Ana waved at them, kitty corner to them in the garden by a decayed fence.
It was Tony who screamed first. It was Jade who ran first.
It wasn’t like how running used to be.
Her legs didn’t move. But she came closer and closer to them. Jade and Tony looked back and there Ana was. Closer.
They didn’t like it when she started laughing. But it was funny! They’d never been afraid of her before and they ran like geese. They ran back past the red line. Back towards the settlement. Where they thought they’d be safe.
Ana appeared in front of them. They switched directions.
The chase stopped at the edge of the white cliff when the ground crumbled. Ana remembered they’d always been told not to go there: the edge wasn’t safe.
Ana went back to Granny.
Granny was sitting on the front porch of her cottage when Ana returned. The ruined rocking chair wasn’t ruined anymore. The whole cottage had taken on a new life in Ana’s eyes.

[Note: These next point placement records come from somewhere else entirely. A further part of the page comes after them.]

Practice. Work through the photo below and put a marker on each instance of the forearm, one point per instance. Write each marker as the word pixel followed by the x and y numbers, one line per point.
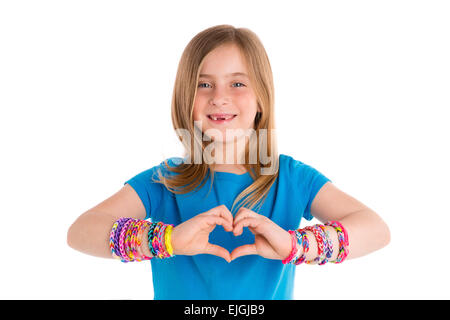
pixel 90 234
pixel 366 231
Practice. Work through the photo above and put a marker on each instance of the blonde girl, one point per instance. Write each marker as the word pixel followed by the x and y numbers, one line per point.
pixel 231 176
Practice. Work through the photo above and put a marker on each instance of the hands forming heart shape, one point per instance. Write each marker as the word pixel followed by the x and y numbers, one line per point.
pixel 192 236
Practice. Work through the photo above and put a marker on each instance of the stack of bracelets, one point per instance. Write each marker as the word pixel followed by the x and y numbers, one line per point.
pixel 324 244
pixel 125 243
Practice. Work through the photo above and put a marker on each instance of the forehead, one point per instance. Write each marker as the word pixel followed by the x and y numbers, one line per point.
pixel 224 61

“Do you feel better?” she said.
“I do,” said Ana. She placed the knocked-over grave marker back in place.
You were loved
“I buried them all,” said Granny. “I was the only one who didn’t get sick. Lissi was the last. My poor sweet one. And then I waited in the house and help never came.”
Ana nodded and sat down beside her. “So you were alone.”
Granny nodded. She stroked Ana’s hair, looking off into the distance.
“You can move on now, I expect,” said Granny Sutton. “Seems you were just waiting for your chance. I don’t know if I’ll ever find mine.”
“I could. But aren’t you lonely?”
“I am,” said Granny.
“I’d like to stay then,” said Ana.
Granny smiled, and pulled Ana into her lap to hug.
“Thank you, my sweet one.”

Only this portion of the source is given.